If Chucklefish stopped there, we’d have a wonderful game on our hands, but Chucklefish did not stop there. Wargroove boasts a deep, incredibly-robust creation mode which gives you the tools to create your own maps, and even your own campaign. I’ve spent hours dabbling in the creation mode, and I haven’t even constructed a battle yet. I’ve been having way too much fun directing and piecing together cut-scenes. I have poked around the map and campaign editors, though, and I can say for sure that all of the tools are there. This is what Chucklefish themselves used to make Wargroove‘s campaign mode, so expect players to create some insanely impressive maps and stories.
There are no tutorials at all in the creation mode, which is a shame. While no programming is required, a very basic understanding of scripting and triggers is required to really get the most out of these tools. Controlling the cursor with a controller joystick is really finicky as well, and a gyro pointer option would have been so appreciated.
Without a doubt, though, Wargroove‘s legacy will be built upon its creation mode. The gorgeous character designs and animations, foundational tactical structuring, and solid combat mechanics are there, and everything has been turned over to the player-base. I expect PC players especially to create scenarios more engaging and balanced than what even Chucklefish were able to create, and cross-platform sharing means that we all get to partake in the fruits of that creativity.

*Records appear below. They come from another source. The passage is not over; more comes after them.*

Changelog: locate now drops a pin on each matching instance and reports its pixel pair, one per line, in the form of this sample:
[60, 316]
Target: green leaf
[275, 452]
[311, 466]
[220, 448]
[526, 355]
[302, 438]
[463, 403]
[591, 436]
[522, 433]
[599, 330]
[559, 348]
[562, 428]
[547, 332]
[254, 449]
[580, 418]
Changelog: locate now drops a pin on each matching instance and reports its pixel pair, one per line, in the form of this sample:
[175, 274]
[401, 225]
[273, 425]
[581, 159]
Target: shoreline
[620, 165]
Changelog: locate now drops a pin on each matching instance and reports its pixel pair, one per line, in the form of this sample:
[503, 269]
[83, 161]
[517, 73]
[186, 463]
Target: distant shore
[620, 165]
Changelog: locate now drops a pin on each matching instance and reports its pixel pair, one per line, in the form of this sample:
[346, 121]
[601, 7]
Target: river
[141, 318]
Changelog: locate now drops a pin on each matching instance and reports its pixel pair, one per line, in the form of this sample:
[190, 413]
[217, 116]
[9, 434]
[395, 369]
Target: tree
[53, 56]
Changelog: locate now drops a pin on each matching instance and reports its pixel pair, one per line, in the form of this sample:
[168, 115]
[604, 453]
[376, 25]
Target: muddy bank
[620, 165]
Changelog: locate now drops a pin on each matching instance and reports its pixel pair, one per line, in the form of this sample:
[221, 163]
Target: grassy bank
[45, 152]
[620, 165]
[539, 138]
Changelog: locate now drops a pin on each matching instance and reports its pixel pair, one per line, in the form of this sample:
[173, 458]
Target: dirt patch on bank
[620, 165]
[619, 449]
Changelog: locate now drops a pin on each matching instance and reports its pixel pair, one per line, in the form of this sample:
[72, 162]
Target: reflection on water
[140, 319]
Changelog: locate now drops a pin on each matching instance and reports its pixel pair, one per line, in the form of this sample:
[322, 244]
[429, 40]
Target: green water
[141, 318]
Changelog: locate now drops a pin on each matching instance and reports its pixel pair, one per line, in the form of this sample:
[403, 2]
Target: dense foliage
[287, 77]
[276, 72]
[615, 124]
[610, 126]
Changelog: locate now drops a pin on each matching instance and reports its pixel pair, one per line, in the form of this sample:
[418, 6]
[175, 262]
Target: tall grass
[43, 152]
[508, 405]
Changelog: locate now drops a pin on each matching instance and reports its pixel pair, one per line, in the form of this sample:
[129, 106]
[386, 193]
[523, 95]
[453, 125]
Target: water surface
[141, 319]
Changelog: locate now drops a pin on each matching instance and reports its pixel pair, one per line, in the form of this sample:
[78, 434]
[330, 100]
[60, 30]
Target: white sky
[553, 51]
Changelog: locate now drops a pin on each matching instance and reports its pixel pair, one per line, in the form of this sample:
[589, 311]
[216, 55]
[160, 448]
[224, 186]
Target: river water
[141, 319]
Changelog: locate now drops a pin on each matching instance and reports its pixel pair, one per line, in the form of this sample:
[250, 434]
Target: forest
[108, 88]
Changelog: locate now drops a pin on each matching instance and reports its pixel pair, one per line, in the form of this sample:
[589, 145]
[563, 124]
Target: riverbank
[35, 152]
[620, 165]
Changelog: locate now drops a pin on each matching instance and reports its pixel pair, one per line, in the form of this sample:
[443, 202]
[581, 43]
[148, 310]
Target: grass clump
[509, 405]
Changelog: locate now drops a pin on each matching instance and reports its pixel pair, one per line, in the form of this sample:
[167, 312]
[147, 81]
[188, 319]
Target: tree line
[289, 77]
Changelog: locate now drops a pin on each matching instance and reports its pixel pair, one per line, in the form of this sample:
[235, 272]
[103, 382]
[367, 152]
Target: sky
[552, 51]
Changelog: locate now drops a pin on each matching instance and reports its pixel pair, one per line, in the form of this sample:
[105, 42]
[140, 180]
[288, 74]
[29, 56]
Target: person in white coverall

I couldn’t be happier with how Wargroove turned out. The campaign plays a distant second fiddle to its multiplayer and puzzle modes, but the mechanics are honestly as close to perfect as I’ve seen in a game like this. This is turn-based tactical perfection, and years from now, people are going to be begging for “a game like Wargroove” the way people used to beg for a game like Advance Wars. If we could get some very simple quality-of-life updates for the creation mode, we’ll be dealing with something truly timeless.